Yes. This gets back to the core of ‘what is an imitation-learning LLM doing?’ Janus’s Simulators puts the emphasis on ‘it is learning the distribution, and learning to simulate worlds’; but the DRL perspective puts the emphasis on ‘it is learning to act like an agent to maximize its predictive-reward, and learns simulations/worlds only insofar as that is necessary to maximize reward’. It learns a world-model which chucks out everything which is unnecessary for maximizing reward: this is not a faithful model but a value-equivalent model.
If there is some aspect of the latent chess state which doesn’t, ultimately, help win games, then a chess LLM (or MuZero) doesn’t want to learn to model that part of the latent chess state, because it is, by definition, useless. (It may learn to model it, but for other reasons like accident or having over-generalized or because it’s not yet sure that part is useless or as a shortcut etc etc.)
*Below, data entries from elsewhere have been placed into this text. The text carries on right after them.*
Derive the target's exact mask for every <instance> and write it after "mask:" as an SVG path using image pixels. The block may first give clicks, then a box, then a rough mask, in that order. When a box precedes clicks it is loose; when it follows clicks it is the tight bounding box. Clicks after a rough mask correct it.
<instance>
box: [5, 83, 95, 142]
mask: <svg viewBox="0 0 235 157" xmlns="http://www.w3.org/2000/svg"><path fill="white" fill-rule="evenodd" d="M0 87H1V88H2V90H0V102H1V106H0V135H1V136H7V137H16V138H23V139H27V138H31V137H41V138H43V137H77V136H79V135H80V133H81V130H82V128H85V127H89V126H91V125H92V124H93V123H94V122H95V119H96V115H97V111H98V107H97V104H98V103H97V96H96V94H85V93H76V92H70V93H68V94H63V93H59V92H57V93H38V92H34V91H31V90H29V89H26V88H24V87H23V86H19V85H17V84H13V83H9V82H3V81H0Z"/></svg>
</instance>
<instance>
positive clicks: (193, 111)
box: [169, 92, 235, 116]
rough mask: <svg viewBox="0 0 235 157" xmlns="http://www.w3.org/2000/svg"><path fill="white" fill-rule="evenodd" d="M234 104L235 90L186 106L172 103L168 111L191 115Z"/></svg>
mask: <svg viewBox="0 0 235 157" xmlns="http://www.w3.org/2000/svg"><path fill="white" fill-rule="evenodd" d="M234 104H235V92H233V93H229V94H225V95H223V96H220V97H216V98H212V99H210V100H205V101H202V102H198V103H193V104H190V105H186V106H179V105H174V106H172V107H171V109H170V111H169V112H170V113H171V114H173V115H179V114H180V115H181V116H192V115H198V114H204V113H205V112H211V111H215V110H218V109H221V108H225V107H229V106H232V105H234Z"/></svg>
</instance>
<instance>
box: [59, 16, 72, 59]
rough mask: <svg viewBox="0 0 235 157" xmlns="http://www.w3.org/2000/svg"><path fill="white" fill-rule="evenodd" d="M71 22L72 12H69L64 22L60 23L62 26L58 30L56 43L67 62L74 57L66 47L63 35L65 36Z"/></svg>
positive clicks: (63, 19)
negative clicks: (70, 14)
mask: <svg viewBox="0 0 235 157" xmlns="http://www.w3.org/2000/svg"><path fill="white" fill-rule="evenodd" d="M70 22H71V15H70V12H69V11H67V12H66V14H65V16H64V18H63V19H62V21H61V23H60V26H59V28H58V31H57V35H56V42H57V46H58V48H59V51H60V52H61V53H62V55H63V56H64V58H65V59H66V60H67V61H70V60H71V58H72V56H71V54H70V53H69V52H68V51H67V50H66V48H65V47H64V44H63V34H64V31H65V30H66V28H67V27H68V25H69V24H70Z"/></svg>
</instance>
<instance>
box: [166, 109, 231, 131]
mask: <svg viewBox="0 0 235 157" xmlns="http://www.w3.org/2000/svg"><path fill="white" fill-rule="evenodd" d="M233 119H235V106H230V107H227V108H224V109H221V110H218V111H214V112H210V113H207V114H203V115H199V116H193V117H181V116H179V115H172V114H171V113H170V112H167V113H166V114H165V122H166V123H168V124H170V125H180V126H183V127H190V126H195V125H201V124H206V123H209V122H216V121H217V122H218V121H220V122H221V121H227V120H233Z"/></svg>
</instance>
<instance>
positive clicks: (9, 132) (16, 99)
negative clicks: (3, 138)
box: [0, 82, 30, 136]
This hasn’t previously been important to the ‘do LLMs learn a world model?’ literature because the emphasis has been responding to naysayers like Bender, who claim that they do not and cannot learn any world model at all, that a ‘superintelligent octopus’ eavesdropping on chess game transcripts would never learn to play chess at all beyond memorization. But since that claim is now generally accepted to be false, the questions move on to ‘since they do learn world models, what sorts, how well, why, and when?’
Which will include the question of how well they can learn to amortize planning. I am quite sure the answer is that they do so to some non-zero degree, and that you are wrong in general about GPTs never planning ahead, based on evidence like Jones’s scaling laws which show no sharp transitions between training and planning and only a smooth exchange rate, and the fact that you can so easily distill results from planning into a GPT (eg. distilling the results of inner-monologue ‘planning’ into a single forward pass). So my expectation is that either your models will be too small to show clear signs or planning or you will just get false nulls from inadequate model interpretability methods—it’s not an easy thing to do, to figure out what a model is thinking and what it is not thinking, after all.